Il éclata d'un grand rire hennissant, puis sa physionomie reprit subitement son expression dure.
– Vous avez la chose ?
– Voici.
De sa large manche le capucin sortit un coffret ciselé. Lui-même l'ouvrit en appuyant sur une des moulures de bois précieux.
– Voyez, monseigneur, il suffit d'introduire l'ongle à la naissance du cou de ce mignon personnage qui porte une colombe sur son poing.
Le couvercle s'était rabattu.

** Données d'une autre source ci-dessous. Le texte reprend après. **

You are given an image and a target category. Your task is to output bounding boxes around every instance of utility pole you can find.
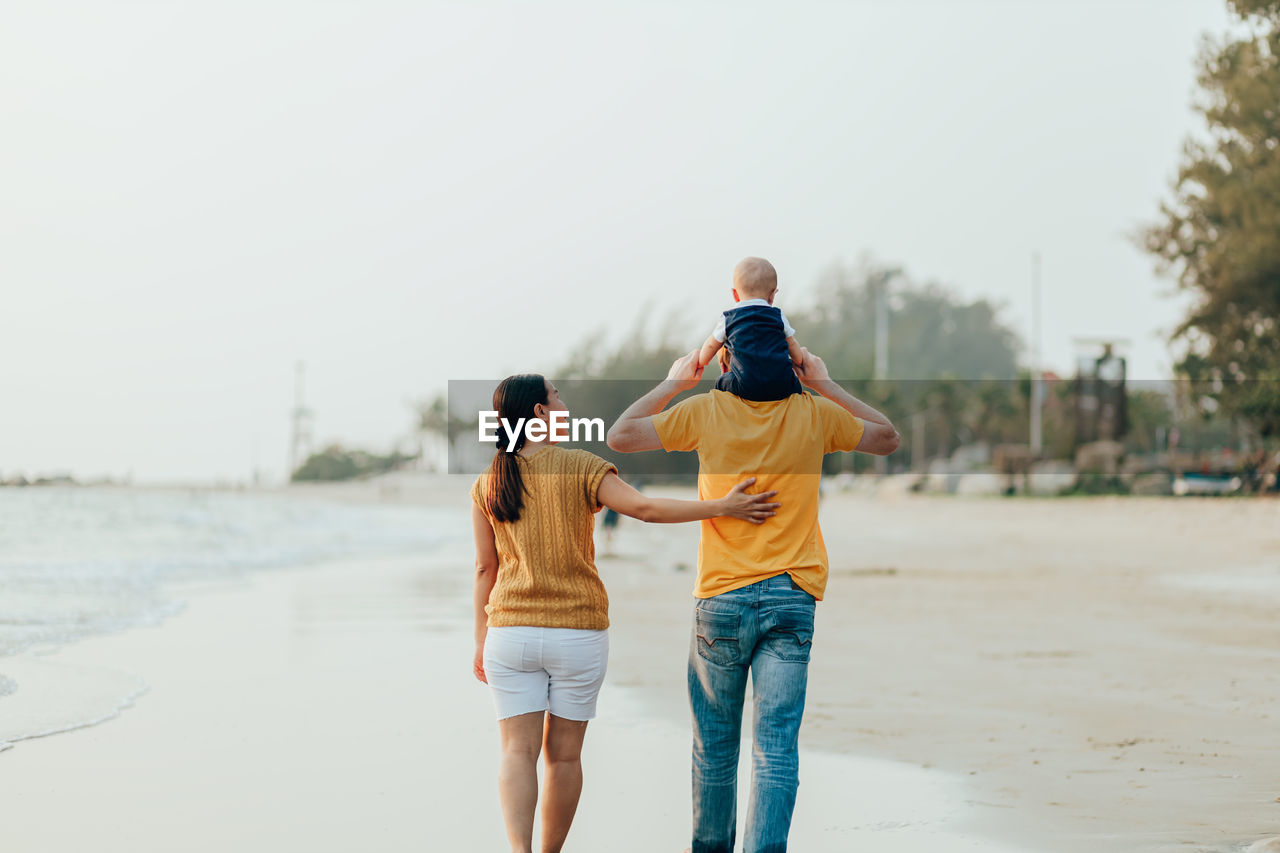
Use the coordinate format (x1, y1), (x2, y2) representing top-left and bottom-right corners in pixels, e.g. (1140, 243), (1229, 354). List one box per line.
(876, 272), (891, 379)
(1030, 250), (1044, 459)
(876, 270), (893, 476)
(284, 361), (311, 483)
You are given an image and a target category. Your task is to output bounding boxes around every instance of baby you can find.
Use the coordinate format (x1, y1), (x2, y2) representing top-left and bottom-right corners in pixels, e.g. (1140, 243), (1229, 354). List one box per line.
(698, 257), (804, 402)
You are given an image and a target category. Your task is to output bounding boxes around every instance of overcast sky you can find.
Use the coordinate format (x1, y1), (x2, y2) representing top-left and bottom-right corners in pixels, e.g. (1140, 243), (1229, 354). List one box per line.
(0, 0), (1228, 482)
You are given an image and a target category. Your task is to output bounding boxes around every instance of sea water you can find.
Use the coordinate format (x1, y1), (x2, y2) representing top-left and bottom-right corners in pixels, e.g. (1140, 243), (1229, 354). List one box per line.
(0, 487), (456, 749)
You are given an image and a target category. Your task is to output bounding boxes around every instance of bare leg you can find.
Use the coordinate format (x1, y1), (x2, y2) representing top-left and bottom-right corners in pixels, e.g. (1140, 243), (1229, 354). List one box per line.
(498, 711), (545, 853)
(543, 713), (586, 853)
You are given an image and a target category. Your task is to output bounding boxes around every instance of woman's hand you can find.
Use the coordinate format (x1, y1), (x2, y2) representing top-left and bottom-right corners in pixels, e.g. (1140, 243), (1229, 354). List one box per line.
(721, 476), (782, 524)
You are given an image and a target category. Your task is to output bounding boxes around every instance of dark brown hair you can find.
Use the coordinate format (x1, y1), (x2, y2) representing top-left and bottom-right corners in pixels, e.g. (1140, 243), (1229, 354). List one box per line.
(486, 373), (547, 521)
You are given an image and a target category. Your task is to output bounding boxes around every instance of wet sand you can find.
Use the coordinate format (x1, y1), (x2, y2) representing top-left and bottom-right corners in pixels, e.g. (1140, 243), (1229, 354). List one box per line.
(0, 473), (1280, 853)
(602, 484), (1280, 852)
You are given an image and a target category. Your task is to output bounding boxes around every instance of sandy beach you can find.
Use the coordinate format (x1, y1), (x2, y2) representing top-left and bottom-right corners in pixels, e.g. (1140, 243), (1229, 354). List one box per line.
(0, 478), (1280, 853)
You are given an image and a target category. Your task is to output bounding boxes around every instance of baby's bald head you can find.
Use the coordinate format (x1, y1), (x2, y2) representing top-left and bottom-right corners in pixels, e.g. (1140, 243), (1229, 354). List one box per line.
(733, 257), (778, 302)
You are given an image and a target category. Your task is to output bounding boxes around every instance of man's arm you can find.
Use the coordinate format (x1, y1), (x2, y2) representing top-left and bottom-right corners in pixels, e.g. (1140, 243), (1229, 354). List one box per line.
(698, 334), (724, 368)
(796, 347), (902, 456)
(605, 350), (703, 453)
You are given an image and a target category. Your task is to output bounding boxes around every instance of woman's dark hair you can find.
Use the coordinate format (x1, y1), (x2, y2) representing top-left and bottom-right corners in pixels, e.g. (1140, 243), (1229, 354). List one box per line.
(486, 373), (547, 521)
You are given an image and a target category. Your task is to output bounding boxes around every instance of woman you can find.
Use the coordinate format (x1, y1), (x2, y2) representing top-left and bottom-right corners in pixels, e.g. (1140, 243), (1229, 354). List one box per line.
(471, 374), (780, 853)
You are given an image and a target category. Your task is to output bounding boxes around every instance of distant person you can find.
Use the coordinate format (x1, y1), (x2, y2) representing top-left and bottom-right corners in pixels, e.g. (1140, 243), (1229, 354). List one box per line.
(471, 374), (778, 853)
(608, 350), (899, 853)
(698, 257), (804, 402)
(600, 507), (618, 557)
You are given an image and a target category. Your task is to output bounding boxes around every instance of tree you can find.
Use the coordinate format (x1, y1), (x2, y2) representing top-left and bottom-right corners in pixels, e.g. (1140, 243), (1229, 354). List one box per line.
(1142, 0), (1280, 435)
(292, 444), (413, 483)
(787, 261), (1020, 379)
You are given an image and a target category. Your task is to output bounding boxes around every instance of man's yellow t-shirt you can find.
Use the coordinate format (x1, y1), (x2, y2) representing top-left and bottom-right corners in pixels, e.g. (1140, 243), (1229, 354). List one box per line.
(653, 391), (864, 599)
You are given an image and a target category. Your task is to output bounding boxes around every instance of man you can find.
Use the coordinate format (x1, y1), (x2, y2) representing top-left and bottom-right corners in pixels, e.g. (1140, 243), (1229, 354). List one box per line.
(608, 350), (899, 853)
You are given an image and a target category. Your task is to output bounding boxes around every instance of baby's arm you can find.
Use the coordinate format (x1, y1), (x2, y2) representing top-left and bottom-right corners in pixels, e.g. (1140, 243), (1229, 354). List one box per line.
(787, 334), (804, 368)
(698, 334), (724, 368)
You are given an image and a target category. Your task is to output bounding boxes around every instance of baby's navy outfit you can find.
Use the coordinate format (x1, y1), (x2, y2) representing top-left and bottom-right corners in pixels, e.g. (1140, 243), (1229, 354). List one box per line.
(716, 300), (804, 402)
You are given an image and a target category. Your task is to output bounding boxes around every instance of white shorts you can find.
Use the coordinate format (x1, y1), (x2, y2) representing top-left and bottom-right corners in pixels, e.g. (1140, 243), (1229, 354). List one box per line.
(484, 626), (609, 720)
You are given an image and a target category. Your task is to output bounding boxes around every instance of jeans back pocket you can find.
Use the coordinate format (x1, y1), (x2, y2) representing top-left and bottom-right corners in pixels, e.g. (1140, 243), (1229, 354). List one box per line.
(694, 607), (741, 666)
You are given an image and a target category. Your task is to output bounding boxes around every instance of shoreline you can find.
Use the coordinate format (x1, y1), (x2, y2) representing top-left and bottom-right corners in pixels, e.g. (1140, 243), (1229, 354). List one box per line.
(0, 478), (1280, 853)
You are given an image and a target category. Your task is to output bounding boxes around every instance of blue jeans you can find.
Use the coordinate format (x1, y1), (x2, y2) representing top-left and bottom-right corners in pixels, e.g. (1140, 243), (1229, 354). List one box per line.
(689, 574), (814, 853)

Sur un coussinet de satin brillait une ampoule de verre emplie d'un liquide couleur émeraude. Le prince de Condé prit le flacon avec précaution et l'éleva dans la lumière.
– Vitriol romain, dit doucement le père Exili. C'est une composition à effet lent, mais sûr. Je l'ai préféré au sublimé corrosif qui peut provoquer la mort en quelques heures. D'après les indications que j'ai reçues de M. Fouquet, j'ai cru comprendre que vous-même, monseigneur, ainsi que vos amis, ne teniez pas à ce que des soupçons trop certains se fassent jour dans l'entourage de la personne. Celle-ci sera prise de langueur, résistera peut-être une semaine, mais sa mort n'aura que l'apparence naturelle d'un échauffement du ventre causé par du gibier trop frelaté ou quelque nourriture peu fraîche. Il serait même habile de faire servir à la table de cette personne des moules, huîtres ou autres coquillages dont les effets sont parfois dangereux. Leur faire porter la faute d'une mort si soudaine sera jeu d'enfant.
– Je vous remercie de vos excellents conseils, mon père.
Condé fixait toujours l'ampoule vert pâle et ses yeux avaient une lueur haineuse. Angélique en éprouvait une déception aiguë : le dieu d'amour descendu sur la terre était sans beauté et lui faisait peur.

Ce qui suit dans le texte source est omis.